B. xanthogenic acid ethyl ester and 2-dimethylaminoethyl methacrylic ester carry out reversible addition-fracture and connect and move polyreaction under Diisopropyl azodicarboxylate catalysis, obtain the ethyl xanthogenate base and gather (2-dimethylaminoethyl) methacrylic ester;
C. the product ethyl xanthogenate base among the step b being gathered (2-dimethylaminoethyl) methacrylic ester is dissolved in the tetrahydrofuran solution; Drip ammonium persulfate solution; Behind the inflated with nitrogen; Add n-Butyl Amine 99, reaction mixture adds the hexane deposition, filters, and obtains holding sulfydryl to gather 2-dimethylamino-methacrylic ester.

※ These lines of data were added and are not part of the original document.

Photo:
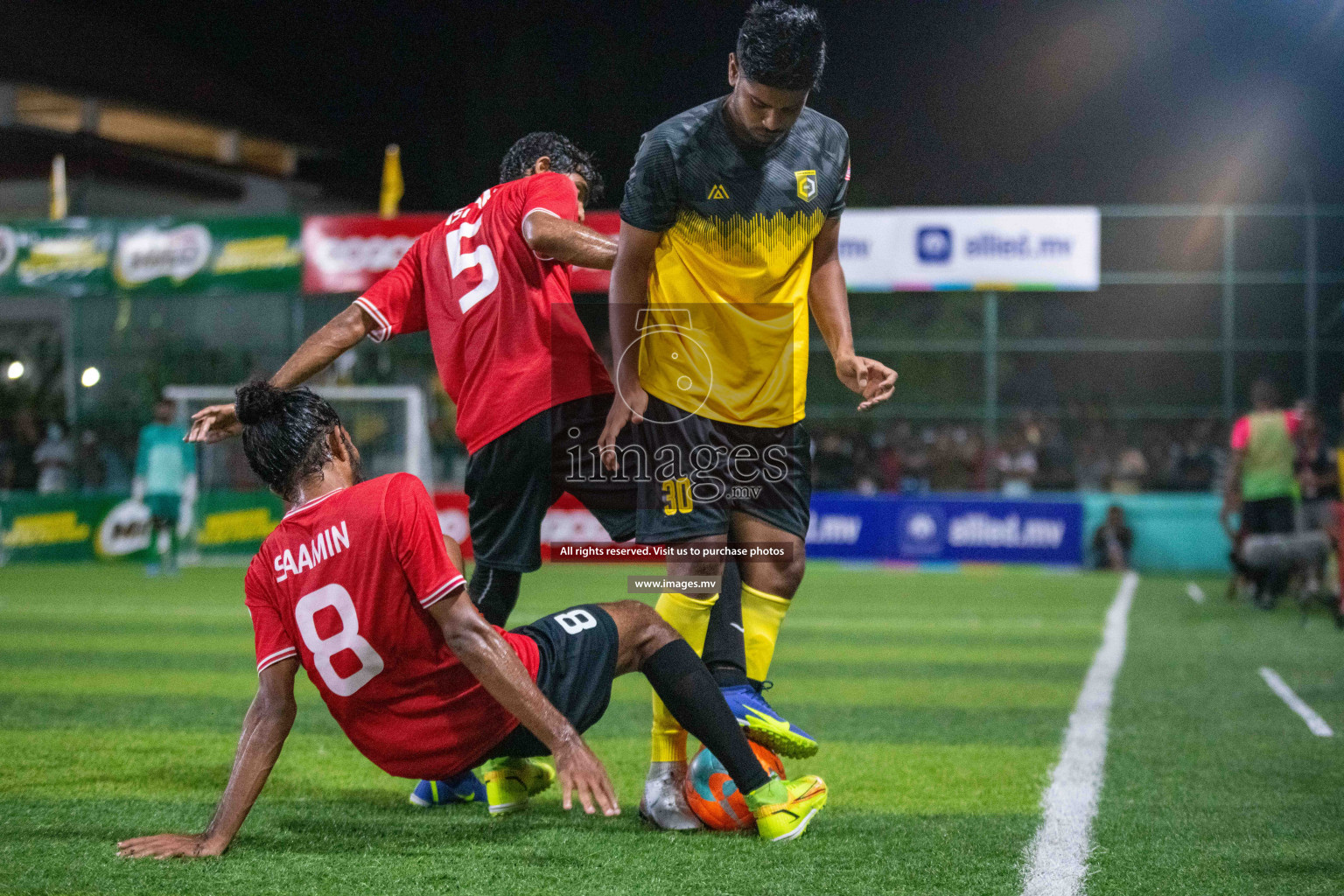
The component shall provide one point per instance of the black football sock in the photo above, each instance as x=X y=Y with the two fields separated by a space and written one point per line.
x=724 y=652
x=694 y=699
x=495 y=592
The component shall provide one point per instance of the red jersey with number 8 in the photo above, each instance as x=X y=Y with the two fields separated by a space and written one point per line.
x=507 y=340
x=344 y=584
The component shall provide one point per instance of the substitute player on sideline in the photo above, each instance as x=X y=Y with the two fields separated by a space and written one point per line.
x=356 y=586
x=729 y=233
x=492 y=286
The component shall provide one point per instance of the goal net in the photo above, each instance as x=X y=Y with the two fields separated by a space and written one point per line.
x=386 y=422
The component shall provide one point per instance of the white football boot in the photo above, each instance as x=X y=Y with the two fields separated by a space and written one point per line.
x=664 y=798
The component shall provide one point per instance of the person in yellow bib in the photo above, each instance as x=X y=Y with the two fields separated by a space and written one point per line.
x=1263 y=484
x=729 y=234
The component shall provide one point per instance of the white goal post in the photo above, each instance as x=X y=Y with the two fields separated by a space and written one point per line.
x=394 y=416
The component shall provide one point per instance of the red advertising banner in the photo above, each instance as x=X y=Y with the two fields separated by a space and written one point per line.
x=586 y=280
x=348 y=253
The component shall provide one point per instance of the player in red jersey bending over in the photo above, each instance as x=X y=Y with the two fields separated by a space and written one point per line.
x=356 y=584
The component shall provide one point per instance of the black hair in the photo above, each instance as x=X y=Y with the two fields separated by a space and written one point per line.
x=782 y=45
x=564 y=158
x=284 y=434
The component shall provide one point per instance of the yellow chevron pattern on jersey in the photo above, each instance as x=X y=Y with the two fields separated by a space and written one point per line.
x=745 y=284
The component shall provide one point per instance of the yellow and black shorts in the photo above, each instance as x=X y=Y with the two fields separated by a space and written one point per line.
x=699 y=472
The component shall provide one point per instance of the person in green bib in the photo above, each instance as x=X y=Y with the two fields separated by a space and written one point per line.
x=1263 y=484
x=165 y=481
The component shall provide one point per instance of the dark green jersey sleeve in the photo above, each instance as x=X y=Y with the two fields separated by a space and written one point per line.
x=651 y=192
x=836 y=207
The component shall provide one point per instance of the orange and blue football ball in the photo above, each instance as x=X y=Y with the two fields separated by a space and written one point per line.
x=712 y=795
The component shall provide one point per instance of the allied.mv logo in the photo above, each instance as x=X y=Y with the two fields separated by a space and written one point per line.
x=807 y=185
x=933 y=243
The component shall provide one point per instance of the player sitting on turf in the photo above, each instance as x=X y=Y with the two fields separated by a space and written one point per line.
x=356 y=584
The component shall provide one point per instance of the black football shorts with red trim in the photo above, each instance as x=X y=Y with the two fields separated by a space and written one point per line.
x=512 y=480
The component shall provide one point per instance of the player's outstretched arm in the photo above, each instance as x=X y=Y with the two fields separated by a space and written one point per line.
x=265 y=728
x=628 y=296
x=339 y=335
x=501 y=673
x=567 y=241
x=830 y=303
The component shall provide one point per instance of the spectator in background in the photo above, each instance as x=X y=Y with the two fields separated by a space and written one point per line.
x=1261 y=484
x=834 y=462
x=1316 y=469
x=25 y=442
x=1016 y=466
x=1130 y=472
x=55 y=458
x=1113 y=540
x=165 y=480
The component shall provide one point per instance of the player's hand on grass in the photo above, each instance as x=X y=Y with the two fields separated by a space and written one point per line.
x=214 y=424
x=170 y=846
x=626 y=407
x=874 y=381
x=582 y=773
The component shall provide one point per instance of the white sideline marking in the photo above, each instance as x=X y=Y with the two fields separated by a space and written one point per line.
x=1057 y=858
x=1318 y=725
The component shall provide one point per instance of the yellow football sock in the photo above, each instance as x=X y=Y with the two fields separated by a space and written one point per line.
x=761 y=618
x=691 y=618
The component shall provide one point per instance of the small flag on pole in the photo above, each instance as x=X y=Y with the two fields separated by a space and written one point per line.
x=60 y=200
x=393 y=186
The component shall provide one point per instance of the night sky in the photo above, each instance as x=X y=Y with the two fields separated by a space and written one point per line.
x=945 y=102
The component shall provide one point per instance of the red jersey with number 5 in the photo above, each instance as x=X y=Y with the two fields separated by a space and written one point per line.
x=344 y=584
x=507 y=340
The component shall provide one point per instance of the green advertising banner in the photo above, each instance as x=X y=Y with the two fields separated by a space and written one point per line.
x=75 y=527
x=231 y=522
x=70 y=256
x=170 y=254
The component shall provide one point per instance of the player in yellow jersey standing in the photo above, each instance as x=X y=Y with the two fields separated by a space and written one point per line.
x=729 y=235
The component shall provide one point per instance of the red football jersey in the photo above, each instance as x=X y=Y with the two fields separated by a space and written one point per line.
x=507 y=340
x=344 y=582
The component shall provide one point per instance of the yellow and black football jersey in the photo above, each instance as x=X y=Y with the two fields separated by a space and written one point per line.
x=726 y=331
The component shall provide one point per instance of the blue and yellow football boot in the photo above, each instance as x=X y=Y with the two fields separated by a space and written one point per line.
x=461 y=788
x=762 y=724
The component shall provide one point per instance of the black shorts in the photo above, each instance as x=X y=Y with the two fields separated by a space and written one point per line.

The preparation method that a kind of end sulfydryl gathers the self-assembled modified nano-Au composite of (2-dimethylaminoethyl) methacrylic ester, realize through following steps:
Hydrochloro-auric acid is gathered (2-dimethylaminoethyl) methacrylate polymers with the end sulfydryl mix, behind the interpolation deionized water, stir, reduction is left standstill, phosphate buffer soln dialysis, and constant volume.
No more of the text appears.